Ripolianas (4)

Então, deixando os caipiras no Oton, fui ao hotel onde o Rípoli instalara sua corte: Belinha, Luiz Cunha, Mariana e eu. Assustei: era o Hotel Glória. E acendeu-se-me uma luz no mais fundo da inteligência: “Tem mé no toco.” Pois, mão de vaca de fama universal, Rípoli não pagaria — a não ser por segundas intenções — diárias no Hotel Glória para pobres diabos como nós.

Mais à noitinha, num jantar quase de gala, comecei a entender, à chegada de repórteres de jornais, de rádio, de televisão. Até a sala de imprensa do Glória fora reservada: Rípoli ia falar! E imagine se ele, Romeu Ítalo Rípoli, falaria à imprensa carioca em outro hotel que não o Glória ou o Copacabana Palace?

Como ia ser julgado pela antiga CBF — um processo esportivo — ele mobilizou a imprensa, agitou o Rio, esculhambou o Hotel Glória, acho que ofereceu champanha e caviar aos jornalistas, não me lembro. Circo armado, lá nos fomos, no dia seguinte, assistir ao julgamento dele pelo tribunal esportivo. Parecia filme de suspense, semelhante a “Psicose”. Abrem-se as cortinas: Luiz Cunha puxa o cordão, Rípoli chega de braço dado com Belinha; eu, com Mariana. Só faltou a banda “União Operária” para tocar “Pompa e Circunstância”.

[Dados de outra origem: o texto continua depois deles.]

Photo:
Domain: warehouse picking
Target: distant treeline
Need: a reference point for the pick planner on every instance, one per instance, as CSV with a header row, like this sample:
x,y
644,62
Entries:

Iniciada a sessão, Cunha começa a falar, Rípoli o interrompe: “Incelências: eu é que vô fazê minha defesa.” A sessão parou, o tribunal tremeu, trocam-se consultas e cochichos, decide-se: “já que tá que fique e Rípoli se defenda.” Quem se lembra da Libertad Lamarque, a atriz argentina que inundava o mundo de lágrimas com seus dramalhões? Rípoli era a própria Libertad, o Felix Caignet de “O Direito de Nascer.” Eu chorei, tu choraste, ele chorou, nós choramos. O mundo chorou. Rípoli, soluçando, olhava para Belinha: “Minha santa esposa, o que será dela se eu for condenado? E meus filhos, rezando por mim em Piracicaba?” Mentira. O Caetano estava namorando e a Beth Rípoli, tocando piano.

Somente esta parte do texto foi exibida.